Both Diaz and Cusack are unrecognisable in their roles after the wardrobe department had finished with them. I’ve read Diaz’s physical appearance in this movie described as ‘homely’ – a polite word for unkempt, dishevelled or even ugly – and frankly it’s a testament to their skills with hair and makeup that they made Diaz embody that description perfectly. Whether their physical transformation aided their portrayal or not, both Cusack and Diaz present us with career defining performances. I’m not typically a fan of Cusack, but he shines here and manages to navigate the complexed juxtaposition of comical and tragic that the script requires. Schwartz’s character arc takes him through the gamut of hapless dork, manipulator and even to some degree villain, but the viewer is left ultimately feeling pity for the tragedy that ultimately becomes of him. It’s very compelling and powerful stuff which sounds rather silly for a comedy flick and yet it works so well. As for these comedy elements, this movie has it in spades. My highlights involve the titular character of John Malkovich and Schwartz’s early ‘test drive’ sessions using the portal. Moments such as a restaurant patron recognising Malkovich who thanks him for his performance ‘in that one film where he played a retard’ and the repeated insistence that he’d once played a jewel thief are priceless.
On to the disc itself; I’m not entirely sure what Universal are doing here except for seemingly re-releasing a host of classics from their back catalogue on DVD with a full RRP and no new special features. Highlights on this disc are basically the various fictional presentation moves as depicted in the movie but stand alone. So we see the 7 ½ floor orientation film and the full presentation of Schwartz/Malkovich’s magnum opus ‘American Arts & Culture Presents: John Horatio Malkovich, Dance of Despair and Disillusionment’, however these have be presented on previous DVD releases. A couple of TV spots and the original theatrical trailer complete the rather lacklustre package.
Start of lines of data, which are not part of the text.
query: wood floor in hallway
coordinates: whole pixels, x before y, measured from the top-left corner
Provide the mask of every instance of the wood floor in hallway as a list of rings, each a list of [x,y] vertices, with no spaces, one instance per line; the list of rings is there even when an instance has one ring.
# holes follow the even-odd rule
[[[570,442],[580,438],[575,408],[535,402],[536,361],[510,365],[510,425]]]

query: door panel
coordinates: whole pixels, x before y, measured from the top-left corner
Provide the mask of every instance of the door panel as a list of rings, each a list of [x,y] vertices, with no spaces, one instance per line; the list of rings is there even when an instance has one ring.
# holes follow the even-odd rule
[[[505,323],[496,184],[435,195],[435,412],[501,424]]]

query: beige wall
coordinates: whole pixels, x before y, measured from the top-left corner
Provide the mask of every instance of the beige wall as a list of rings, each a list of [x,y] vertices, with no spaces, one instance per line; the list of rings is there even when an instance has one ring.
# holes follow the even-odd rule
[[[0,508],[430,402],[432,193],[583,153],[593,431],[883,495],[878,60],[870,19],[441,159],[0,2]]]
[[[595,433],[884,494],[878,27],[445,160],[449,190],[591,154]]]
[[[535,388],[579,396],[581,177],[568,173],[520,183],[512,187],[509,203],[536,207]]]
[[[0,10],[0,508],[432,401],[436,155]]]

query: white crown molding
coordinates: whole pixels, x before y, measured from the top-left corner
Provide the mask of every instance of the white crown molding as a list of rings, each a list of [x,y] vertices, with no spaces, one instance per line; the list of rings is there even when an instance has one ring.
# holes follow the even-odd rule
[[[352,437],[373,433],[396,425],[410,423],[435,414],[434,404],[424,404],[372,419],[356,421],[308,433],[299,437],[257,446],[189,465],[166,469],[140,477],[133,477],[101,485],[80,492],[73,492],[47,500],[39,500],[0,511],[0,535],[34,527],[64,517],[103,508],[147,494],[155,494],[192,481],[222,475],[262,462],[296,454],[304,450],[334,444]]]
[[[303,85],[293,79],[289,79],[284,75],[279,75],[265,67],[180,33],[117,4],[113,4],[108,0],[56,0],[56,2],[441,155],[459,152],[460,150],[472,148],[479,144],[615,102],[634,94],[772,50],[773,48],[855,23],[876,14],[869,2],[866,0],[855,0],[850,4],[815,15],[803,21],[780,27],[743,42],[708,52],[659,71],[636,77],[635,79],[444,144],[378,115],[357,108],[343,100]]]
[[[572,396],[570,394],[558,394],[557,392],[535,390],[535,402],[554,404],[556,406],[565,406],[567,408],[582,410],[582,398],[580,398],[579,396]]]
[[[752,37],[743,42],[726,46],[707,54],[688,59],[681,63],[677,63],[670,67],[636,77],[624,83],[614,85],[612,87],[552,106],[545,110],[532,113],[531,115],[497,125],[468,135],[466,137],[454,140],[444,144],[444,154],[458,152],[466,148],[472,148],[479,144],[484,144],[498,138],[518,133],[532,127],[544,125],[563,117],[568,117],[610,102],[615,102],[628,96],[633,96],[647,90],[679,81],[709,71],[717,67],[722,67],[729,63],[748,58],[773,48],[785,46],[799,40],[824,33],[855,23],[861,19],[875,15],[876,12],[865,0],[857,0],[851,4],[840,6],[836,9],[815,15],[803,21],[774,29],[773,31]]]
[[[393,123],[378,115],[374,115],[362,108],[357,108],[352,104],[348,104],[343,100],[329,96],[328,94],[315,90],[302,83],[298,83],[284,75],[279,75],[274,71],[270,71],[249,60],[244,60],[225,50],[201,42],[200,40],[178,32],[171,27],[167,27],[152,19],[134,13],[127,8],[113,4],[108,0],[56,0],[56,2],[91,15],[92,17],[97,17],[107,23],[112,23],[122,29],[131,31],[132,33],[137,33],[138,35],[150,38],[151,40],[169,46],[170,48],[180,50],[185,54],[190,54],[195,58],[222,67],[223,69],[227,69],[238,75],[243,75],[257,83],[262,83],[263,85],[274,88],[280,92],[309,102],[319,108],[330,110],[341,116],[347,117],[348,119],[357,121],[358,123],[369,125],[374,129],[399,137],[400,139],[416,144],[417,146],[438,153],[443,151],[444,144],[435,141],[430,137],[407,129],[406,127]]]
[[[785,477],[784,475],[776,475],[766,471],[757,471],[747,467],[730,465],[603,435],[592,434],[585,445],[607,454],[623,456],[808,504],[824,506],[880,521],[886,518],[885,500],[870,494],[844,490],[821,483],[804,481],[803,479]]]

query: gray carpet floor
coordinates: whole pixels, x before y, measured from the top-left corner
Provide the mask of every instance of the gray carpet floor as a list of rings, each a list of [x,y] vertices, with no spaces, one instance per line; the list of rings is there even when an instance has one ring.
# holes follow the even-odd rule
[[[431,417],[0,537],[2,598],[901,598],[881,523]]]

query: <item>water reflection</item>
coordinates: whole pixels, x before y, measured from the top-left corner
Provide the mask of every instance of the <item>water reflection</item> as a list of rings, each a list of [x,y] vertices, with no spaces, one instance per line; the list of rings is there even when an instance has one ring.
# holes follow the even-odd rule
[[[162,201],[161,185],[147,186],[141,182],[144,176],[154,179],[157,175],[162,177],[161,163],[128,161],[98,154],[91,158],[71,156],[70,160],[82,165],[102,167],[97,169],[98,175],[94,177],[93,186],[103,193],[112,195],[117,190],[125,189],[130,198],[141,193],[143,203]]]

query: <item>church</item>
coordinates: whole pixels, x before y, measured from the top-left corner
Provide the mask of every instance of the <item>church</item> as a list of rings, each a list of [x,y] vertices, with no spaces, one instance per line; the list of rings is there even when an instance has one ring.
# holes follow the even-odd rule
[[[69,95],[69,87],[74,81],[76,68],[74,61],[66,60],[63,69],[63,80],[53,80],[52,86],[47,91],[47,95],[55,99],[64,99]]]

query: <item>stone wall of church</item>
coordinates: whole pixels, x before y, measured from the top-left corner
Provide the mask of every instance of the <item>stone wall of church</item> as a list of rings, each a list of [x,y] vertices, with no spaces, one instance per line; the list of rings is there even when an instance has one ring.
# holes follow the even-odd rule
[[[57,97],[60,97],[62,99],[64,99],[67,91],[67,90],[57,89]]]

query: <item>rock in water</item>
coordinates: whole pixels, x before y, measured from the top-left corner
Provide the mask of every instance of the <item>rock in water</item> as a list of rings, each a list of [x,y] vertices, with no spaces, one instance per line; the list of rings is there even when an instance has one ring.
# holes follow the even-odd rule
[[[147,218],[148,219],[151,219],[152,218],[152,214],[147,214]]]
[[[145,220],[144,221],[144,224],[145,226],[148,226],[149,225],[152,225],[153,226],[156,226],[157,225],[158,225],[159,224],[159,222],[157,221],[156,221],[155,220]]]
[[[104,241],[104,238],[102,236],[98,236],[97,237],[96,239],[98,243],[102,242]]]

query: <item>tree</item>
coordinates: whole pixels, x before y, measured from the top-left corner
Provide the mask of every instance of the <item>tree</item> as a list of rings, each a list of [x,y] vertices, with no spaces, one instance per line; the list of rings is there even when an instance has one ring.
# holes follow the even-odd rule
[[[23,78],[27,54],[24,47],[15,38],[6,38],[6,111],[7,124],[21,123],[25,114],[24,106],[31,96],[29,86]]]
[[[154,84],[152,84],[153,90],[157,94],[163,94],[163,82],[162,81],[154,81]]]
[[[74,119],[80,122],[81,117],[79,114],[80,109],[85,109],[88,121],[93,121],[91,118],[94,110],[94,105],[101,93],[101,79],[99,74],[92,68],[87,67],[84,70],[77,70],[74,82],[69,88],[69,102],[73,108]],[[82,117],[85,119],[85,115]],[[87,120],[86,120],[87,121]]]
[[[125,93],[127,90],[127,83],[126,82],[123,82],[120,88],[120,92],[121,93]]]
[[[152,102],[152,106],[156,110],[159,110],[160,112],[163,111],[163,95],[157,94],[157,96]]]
Being John Malkovich is a prime example of a modern classic that is as fascinating as it is touching in spite of the very well placed comedic elements. Even among a sea of quirky, pretentious indie films this one still stands out today as unique as it did upon its original release in 1999. If you’re a collector it’s hard to give the disc itself a recommendation because it seems like a rather pointless re-release, on a format that is quickly becoming antiquated and without any new content to justify it. If however the movie originally passed you by I’d highly recommend talking a look.